Unfortunately, the real test will come after the next terrorist attack that succeeds. It seems as though the surveillance stepped up in the wake of the Boston Marathon bombing. I don't recall anyone warning about that in the immediate aftermath. If you want to see what effect, if any, Edward Snowden's revelations have had on the country, and on what it's doing to itself, look for it there. I would almost guarantee you that you won't like what you see. Fear is the new normal. I lived through the Church Committee hearings. That was the last time the secret state-within-a-state was revealed to this extent, and that was by an empowered congressional committee. Business as usual opened again in 1980. We are not the country we say we are. What we are arguing about is the distance between the two. [my emphasis]
This is part of why I like Andrew Bacevich's use of "the Long War" to include both the Cold War and the ongoing War on Terrorism. Excessive fear was a hallmark of the Cold War. And most Americans now voting have spent most of their lives learning the rituals of fear that characterized it. I wrote here a couple of years ago (John Steinbeck on war and the Second World War (1 of 3) 07/14/2011):

John Steinbeck published a collection of his newspaper articles as a war correspondent during the Second World War under the title Once There Was a War (1958). The title reflects the position he takes in the Introduction, in which he looks back on the war as though it were a kind of fairy tale or dream.

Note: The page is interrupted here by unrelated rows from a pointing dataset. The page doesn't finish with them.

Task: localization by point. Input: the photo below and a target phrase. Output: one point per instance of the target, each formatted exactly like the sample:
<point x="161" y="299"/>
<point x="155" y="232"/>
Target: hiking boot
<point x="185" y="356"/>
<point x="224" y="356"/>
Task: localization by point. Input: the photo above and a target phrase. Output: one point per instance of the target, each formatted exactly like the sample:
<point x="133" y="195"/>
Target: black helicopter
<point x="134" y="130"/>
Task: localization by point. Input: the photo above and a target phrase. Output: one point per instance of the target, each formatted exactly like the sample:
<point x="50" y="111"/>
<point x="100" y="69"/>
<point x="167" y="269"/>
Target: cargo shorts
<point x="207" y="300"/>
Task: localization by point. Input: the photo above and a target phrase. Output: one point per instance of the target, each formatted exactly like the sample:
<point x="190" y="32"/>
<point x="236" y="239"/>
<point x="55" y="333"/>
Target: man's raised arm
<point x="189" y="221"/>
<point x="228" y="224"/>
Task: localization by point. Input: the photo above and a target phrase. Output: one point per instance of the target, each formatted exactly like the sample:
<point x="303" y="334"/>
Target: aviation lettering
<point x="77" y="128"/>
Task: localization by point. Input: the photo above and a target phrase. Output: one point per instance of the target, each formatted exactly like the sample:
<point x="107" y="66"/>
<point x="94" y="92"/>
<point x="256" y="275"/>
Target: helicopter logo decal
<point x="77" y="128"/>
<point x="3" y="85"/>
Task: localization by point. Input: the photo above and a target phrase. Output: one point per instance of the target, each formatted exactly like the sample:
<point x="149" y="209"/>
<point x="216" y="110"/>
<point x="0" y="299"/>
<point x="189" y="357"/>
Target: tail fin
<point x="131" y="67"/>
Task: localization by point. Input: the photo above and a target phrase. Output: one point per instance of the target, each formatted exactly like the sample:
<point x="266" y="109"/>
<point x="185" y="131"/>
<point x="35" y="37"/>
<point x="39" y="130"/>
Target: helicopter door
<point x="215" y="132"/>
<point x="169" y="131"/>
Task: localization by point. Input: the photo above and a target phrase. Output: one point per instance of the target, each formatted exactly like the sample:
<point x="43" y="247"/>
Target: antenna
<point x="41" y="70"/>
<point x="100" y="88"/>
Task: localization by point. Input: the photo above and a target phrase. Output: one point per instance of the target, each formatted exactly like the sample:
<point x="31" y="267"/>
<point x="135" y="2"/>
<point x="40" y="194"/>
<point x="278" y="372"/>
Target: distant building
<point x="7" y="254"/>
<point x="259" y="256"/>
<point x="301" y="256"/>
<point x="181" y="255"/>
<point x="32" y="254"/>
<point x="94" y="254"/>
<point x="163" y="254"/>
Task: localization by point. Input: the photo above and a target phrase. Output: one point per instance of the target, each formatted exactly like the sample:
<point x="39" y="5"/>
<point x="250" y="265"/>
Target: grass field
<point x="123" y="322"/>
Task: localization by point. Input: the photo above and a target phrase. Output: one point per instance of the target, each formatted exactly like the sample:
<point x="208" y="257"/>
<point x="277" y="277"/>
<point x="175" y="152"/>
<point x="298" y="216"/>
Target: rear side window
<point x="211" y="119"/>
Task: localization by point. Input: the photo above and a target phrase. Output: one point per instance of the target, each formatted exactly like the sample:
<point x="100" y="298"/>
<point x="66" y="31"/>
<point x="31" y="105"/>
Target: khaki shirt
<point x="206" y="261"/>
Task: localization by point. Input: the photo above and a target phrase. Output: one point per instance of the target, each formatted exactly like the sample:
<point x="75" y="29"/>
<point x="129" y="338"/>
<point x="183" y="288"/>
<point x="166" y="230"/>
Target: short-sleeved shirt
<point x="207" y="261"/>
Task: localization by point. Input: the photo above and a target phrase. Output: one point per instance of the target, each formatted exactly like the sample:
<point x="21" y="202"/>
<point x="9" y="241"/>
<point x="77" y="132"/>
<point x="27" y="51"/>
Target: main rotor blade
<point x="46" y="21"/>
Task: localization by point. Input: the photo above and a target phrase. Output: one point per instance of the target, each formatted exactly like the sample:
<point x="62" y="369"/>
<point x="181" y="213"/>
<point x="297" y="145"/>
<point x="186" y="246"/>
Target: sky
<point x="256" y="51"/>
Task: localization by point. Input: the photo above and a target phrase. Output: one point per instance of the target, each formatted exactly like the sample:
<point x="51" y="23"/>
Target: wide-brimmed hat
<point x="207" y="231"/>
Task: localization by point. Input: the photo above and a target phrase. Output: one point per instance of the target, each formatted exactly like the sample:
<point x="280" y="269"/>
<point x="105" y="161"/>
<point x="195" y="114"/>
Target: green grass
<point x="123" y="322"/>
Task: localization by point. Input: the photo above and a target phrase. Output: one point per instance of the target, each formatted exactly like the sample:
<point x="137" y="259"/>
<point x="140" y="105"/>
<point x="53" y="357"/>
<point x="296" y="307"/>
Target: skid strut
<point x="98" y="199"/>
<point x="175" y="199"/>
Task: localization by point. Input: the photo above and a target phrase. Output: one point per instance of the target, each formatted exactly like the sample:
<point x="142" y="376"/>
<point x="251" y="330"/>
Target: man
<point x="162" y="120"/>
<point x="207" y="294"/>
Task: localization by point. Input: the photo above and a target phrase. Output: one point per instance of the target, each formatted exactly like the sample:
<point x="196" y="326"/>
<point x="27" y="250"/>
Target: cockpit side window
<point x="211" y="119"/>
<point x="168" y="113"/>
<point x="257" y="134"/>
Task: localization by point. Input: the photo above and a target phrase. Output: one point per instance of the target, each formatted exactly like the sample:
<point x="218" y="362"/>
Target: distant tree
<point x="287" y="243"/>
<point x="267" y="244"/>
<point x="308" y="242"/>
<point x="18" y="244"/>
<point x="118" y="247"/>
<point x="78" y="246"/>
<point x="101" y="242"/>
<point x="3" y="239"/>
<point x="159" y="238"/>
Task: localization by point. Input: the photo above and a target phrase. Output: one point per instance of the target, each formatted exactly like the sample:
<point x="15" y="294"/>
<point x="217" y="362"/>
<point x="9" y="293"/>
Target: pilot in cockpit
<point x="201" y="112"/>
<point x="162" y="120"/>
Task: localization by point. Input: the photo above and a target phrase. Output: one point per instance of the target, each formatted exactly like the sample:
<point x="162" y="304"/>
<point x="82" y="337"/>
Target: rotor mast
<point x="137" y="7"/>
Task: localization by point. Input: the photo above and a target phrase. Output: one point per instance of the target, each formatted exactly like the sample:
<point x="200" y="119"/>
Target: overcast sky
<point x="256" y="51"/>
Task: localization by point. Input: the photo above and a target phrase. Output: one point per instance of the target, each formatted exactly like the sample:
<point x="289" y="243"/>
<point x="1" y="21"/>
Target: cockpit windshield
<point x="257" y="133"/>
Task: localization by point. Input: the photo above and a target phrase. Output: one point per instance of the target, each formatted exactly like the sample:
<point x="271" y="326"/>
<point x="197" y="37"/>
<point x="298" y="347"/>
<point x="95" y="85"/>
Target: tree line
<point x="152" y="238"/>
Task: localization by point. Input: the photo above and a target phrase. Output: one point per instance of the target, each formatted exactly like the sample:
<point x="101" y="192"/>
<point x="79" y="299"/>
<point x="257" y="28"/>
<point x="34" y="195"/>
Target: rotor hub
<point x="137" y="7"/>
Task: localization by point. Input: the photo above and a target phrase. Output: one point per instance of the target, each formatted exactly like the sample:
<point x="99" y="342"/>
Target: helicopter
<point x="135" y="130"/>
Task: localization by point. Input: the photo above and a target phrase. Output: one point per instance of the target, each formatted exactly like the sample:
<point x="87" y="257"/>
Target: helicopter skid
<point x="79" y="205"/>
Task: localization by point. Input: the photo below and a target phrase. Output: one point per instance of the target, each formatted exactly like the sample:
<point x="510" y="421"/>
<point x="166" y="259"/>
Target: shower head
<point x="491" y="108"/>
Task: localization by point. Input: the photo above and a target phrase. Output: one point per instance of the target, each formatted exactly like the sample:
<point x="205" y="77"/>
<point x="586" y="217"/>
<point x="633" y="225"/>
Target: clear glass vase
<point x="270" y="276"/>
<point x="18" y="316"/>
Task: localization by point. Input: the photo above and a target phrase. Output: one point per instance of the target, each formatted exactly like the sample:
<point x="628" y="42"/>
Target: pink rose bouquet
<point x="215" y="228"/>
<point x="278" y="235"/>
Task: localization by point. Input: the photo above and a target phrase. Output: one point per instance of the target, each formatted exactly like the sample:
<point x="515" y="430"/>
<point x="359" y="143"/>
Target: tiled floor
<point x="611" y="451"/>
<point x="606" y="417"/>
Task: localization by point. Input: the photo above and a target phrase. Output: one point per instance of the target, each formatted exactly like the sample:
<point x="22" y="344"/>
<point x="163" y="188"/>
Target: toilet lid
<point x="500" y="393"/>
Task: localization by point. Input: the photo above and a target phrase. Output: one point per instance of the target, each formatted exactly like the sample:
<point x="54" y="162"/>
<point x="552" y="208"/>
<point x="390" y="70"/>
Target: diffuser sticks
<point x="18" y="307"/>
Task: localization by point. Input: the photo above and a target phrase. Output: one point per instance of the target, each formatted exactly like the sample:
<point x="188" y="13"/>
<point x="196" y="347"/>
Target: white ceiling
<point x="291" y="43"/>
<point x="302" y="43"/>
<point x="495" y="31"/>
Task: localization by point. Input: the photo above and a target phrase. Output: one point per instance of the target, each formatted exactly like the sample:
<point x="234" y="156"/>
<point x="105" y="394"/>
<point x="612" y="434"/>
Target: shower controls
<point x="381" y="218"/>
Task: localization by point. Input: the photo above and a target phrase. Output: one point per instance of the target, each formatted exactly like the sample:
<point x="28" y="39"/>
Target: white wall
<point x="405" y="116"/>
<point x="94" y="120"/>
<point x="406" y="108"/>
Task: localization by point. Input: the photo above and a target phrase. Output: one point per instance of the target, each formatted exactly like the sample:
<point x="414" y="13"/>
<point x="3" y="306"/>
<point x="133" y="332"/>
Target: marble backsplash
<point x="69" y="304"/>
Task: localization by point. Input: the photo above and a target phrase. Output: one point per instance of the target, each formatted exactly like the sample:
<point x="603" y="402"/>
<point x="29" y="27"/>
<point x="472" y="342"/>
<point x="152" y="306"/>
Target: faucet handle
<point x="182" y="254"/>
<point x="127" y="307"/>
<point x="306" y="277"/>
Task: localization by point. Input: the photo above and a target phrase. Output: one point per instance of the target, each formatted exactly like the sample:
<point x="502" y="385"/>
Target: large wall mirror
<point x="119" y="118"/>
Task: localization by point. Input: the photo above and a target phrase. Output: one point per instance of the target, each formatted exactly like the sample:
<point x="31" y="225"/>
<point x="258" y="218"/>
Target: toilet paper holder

But not a dream of the Good War, as it is now revered in the general American culture. Steinbeck understood the war and its purposes. He wasn't taking some isolationist position that the US should not have been part of the war. Nor was he arguing that the war aims weren't good or that the defeat of Hitler Germany and militarist Japan were unworthy results.

What he means is more like the following. I first read this Introduction years ago. And re-reading it now, I was surprised at how I found something on almost every page that I remembered and that made a particular impression on me. But this portion, which gives a sense of the title, is what stuck with me the most:

For what they are worth, or for what they may recapture, here they are, period pieces, fairy tales, half-meaningless memories of a time and of attitudes which have gone forever from the world, a sad and jocular recording of a little part of a war I saw and do not believe, unreal with trumped-up pageantry, so that it stand in the mind like the battle pictures of Crécy and Bunker Hill and Gettysburg. And, although all war is a symptom of man's failure as a thinking animal, still there was in these memory-wars some gallantry, some bravery, some kindliness. A man got killed, surely, or maimed, but, living, he did not carry crippled seed as a gift to his children.

Now for many years we have suckled on fear and fear alone, and there is no good product of fear. Its children are cruelty and deceit and suspicion germinating in our darkness. And just as surely as we are poisoning the air with our test bombs, so are we poisoned in our souls by fear, faceless, stupid sarcomic terror. [my emphasis]
Biologists and anthropologists would quarrel with a literal assertion that fear produces "no good product." After all, the famous fight-or-flight reaction presumably offered humanity some comparative advantage over millennia of natural selection. (By "sarcomic," Steinbeck apparently meant "cancerous."

But the kind of generalized, sometimes hysterical fear of the early Cold War period about which he was commenting in 1958 does yield the kinds of results Steinbeck describes, "Its children are cruelty and deceit and suspicion germinating in our darkness."